A 50mL solution of Histidine-HCl (Histidine: pKa1=1.8, pKa2=9.2, pKa3=6.0)is titrated with 0.500M NaOH. What is the expected pH of the histidine solution at the points in the titration when 14.0mL, 26mL, and 38mL of the NaOH titrant is added?
Here is a good tutorial on histidine HCl.
http://www.chem.uiuc.edu/CLCtutorials/104/AminoAcidTitrations/SeeIt.html
To determine the expected pH of the histidine solution at various points in the titration, we need to consider the acid-base properties of histidine and the stoichiometry of the reaction between histidine and NaOH.
Histidine is an amino acid with three ionizable groups: the amino group (pKa1), the alpha-carboxyl group (pKa2), and the imidazole group (pKa3).
At the start of the titration, before any NaOH is added, the histidine is in its fully protonated form as Histidine-HCl. The pH of this solution can be calculated by considering the ionization of the first proton from the amino group:
pKa1 = 1.8
When no NaOH is added, the concentration of Histidine-HCl is equal to the initial concentration of the histidine solution. Let's assume it's 0.500M.
Using the Henderson-Hasselbalch equation:
pH = pKa1 + log([A-]/[HA])
where [A-] is the concentration of the conjugate base and [HA] is the concentration of the acid, we can calculate the pH. Since no NaOH has been added, the concentration of the conjugate base [A-] is 0 and the concentration of the acid [HA] is 0.500M.
pH = 1.8 + log(0/0.500) = 1.8
Therefore, at the beginning of the titration, the expected pH of the histidine solution is 1.8.
Now, let's determine the pH at the points in the titration when 14.0mL, 26.0mL, and 38.0mL of the NaOH titrant is added.
To calculate the pH at these points, we need to determine the amount of Histidine-HCl that has been neutralized by the NaOH. We can use the stoichiometry of the reaction between histidine and NaOH to do this.
The balanced reaction is as follows:
Histidine-HCl + NaOH → Histidine + NaCl + H2O
From the balanced equation, we can see that one mole of Histidine-HCl is neutralized by one mole of NaOH. Therefore, the amount of Histidine-HCl neutralized is equal to the amount of NaOH added.

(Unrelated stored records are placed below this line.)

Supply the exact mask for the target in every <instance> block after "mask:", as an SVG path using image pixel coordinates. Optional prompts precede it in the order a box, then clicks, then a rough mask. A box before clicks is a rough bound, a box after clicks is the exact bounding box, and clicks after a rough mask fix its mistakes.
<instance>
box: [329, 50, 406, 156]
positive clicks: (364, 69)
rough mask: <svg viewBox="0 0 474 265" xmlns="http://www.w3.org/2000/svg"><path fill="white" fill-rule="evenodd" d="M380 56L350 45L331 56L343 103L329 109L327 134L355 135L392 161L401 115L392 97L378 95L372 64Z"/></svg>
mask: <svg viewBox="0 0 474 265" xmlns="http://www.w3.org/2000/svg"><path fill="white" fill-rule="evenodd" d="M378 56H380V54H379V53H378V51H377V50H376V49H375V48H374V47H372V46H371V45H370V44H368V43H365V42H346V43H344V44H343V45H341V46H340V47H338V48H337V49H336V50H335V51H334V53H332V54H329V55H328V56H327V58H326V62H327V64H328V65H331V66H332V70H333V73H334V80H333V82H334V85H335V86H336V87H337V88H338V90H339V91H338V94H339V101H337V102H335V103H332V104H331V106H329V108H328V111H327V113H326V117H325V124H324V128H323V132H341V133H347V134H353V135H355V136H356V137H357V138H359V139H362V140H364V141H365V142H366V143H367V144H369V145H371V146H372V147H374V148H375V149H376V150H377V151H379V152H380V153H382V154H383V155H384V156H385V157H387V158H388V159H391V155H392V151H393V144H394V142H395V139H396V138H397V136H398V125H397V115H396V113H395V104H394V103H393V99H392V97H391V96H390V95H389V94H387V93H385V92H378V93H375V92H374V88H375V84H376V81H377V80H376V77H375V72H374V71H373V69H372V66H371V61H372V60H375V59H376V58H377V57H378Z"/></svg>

Now, let's calculate the amount of Histidine-HCl neutralized for each volume of NaOH added.
For 14.0mL of NaOH:
Amount of Histidine-HCl neutralized = (14.0mL) x (0.500mol/L) = 7.00mmol
For 26.0mL of NaOH:
Amount of Histidine-HCl neutralized = (26.0mL) x (0.500mol/L) = 13.0mmol
For 38.0mL of NaOH:
Amount of Histidine-HCl neutralized = (38.0mL) x (0.500mol/L) = 19.0mmol
To find the remaining concentration of Histidine-HCl, subtract the amount neutralized from the initial concentration:
For 14.0mL of NaOH:
Remaining concentration of Histidine-HCl = (0.500mol/L) - (7.00mmol / 0.050L) = 0.36M
For 26.0mL of NaOH:
Remaining concentration of Histidine-HCl = (0.500mol/L) - (13.0mmol / 0.050L) = 0.26M
For 38.0mL of NaOH:
Remaining concentration of Histidine-HCl = (0.500mol/L) - (19.0mmol / 0.050L) = 0.12M
Once we have the remaining concentration of Histidine-HCl, we can calculate the pH using the Henderson-Hasselbalch equation.
For 14.0mL of NaOH:
pH = pKa1 + log([A-]/[HA]) = 1.8 + log(0.0 / 0.36) = 1.8 + log(0) = 1.8
For 26.0mL of NaOH:
pH = pKa1 + log([A-]/[HA]) = 1.8 + log(0.0 / 0.26) = 1.8 + log(0) = 1.8
For 38.0mL of NaOH:
pH = pKa1 + log([A-]/[HA]) = 1.8 + log(0.0 / 0.12) = 1.8 + log(0) = 1.8
Therefore, at the points in the titration when 14.0mL, 26.0mL, and 38.0mL of the NaOH titrant is added, the expected pH of the histidine solution remains at 1.8.